Selain migor curah, lanjut Juharni, pasokan migor kemasan juga tersedia dengan jumlah cukup dan harganya sudah turun. Untuk ukuran satu liter, migor kemasan dijualnya seharga Rp 21 ribu. Sedangkan yang ukuran dua liter, dijual seharga Rp 41 ribu – Rp 43 ribu, tergantung mereknya.
Ketika ditanyakan mengani sosialisasi dari instansi terkait mengenai penggunaan aplikasi PeduliLindungi untuk penjualan migor curah, Juharni mengaku belum memperolehnya. "Sosialisasi dari dinas belum ada," cetus Juharni.
Namun, Juharni mengakui, pernah ada salah satu distributor yang menawarinya untuk menerapkan aplikasi PeduliLindungi pada konsumennya yang membeli migor curah. Namun, tawaran itu ditolaknya karena dinilai merepotkan, baik baginya maupun bagi konsumennya.
Ketua Umum Ikatan Pedagang Pasar Indonesia (Ikappi), Abdullah Mansuri, menuturkan, kebijakan penerapan aplikasi PeduliLindungi hanya akan menyulitkan konsumen migor curah dan membingungkan pedagang di pasar tradisional. Padahal, banyak kendala di lapangan yang belum teratasi secara tuntas.
"Ini buat pusing pedagang, kami bantu sosialiasi juga pusing. Jujur saja, kami itu sudah capek," kata Mansuri kepada Republika, Ahad (26/6/2022).

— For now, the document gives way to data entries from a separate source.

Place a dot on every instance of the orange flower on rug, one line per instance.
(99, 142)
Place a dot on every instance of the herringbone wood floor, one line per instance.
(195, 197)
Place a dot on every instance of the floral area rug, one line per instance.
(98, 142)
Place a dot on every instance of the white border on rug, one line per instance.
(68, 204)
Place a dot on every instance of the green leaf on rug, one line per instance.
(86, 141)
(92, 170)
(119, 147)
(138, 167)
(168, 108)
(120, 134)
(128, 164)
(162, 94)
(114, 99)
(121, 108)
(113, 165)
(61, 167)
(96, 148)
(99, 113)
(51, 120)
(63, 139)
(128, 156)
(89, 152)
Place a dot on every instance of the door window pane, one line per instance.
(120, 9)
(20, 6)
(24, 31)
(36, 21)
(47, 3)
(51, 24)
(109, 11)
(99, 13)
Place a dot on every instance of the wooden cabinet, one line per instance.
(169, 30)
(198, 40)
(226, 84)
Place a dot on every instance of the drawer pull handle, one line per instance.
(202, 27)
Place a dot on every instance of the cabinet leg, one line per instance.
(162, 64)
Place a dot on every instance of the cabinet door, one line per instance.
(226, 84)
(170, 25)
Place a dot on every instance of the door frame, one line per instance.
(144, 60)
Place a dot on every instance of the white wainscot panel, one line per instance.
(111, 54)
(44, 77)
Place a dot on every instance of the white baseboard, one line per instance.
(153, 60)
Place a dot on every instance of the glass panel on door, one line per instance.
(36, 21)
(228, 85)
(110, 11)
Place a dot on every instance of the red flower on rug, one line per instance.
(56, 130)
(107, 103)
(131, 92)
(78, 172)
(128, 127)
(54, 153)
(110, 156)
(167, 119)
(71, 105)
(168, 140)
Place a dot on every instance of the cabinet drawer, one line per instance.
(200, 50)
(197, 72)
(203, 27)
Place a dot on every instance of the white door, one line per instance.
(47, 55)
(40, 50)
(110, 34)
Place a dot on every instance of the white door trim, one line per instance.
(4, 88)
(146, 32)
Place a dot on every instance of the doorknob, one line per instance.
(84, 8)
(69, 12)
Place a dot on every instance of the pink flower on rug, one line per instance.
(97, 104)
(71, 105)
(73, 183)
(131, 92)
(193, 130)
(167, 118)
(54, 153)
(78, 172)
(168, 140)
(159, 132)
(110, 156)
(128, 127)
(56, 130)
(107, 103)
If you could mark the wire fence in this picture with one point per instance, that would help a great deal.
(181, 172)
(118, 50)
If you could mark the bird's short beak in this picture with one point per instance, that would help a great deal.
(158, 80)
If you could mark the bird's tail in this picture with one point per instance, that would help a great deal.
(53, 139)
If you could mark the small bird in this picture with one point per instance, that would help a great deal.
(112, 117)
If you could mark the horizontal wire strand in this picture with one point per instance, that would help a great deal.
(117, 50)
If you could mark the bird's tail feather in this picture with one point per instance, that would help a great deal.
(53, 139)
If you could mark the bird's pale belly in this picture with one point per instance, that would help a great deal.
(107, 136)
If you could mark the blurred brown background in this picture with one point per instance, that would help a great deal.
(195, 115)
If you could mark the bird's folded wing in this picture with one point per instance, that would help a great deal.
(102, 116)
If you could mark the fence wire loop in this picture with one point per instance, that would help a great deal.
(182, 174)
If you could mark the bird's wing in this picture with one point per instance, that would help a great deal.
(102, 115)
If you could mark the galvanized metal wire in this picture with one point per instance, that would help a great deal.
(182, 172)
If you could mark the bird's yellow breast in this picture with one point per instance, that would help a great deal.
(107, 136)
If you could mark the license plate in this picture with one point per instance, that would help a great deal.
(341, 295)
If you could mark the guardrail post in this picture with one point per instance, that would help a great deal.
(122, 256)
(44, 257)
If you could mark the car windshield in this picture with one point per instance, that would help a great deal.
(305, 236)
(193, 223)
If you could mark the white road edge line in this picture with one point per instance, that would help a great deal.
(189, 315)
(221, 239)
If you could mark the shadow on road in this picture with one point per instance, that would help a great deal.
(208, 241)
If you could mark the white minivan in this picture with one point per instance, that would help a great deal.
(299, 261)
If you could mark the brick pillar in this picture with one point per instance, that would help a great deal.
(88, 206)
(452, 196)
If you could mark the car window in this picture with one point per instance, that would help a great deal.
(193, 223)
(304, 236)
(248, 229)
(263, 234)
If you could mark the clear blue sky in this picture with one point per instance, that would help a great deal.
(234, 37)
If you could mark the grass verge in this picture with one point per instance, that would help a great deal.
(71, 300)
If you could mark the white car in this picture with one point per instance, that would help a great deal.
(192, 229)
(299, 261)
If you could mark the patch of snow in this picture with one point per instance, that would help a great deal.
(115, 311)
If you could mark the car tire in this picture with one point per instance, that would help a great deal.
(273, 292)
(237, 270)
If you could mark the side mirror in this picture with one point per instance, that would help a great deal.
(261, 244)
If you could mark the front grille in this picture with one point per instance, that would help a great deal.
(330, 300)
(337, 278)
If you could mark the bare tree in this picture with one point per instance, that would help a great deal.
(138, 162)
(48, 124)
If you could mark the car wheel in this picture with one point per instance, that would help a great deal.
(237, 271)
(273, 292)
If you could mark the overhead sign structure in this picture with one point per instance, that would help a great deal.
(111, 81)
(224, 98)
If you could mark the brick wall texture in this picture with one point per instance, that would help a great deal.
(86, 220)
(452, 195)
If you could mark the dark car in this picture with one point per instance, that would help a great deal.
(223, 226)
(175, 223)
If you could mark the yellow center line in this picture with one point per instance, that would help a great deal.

Ia mengungkapkan, menjual migor curah dari program pemerintah seharga Rp 14 ribu per liter tidak memberikan keuntungan besar. Hanya Rp 1.000 per liter. Namun, syarat yang harus dipenuhi menyulitkan pedagang.
Selain itu, jika terdapat data volume penjualan yang tak sesuai, pedagang tak akan mendapatkan lagi pasokan dari distributor yang ditunjuk pemerintah.
"Sekitar 11,7 persen pedagang kami yang menjual minyak goreng curah itu sudah tidak berjualan lagi karena syarat terlalu ribet. Sudah nyerah," katanya menambahkan.
Menurutnya, sistem penjualan saat ini yang menggunakan KTP saja sudah cukup memberikan pekerjaan tambahan bagi pedagang dan konsumen. Ikappi menilai, kementerian teknis yang menyusun kebijakan kurang melihat kondisi riil.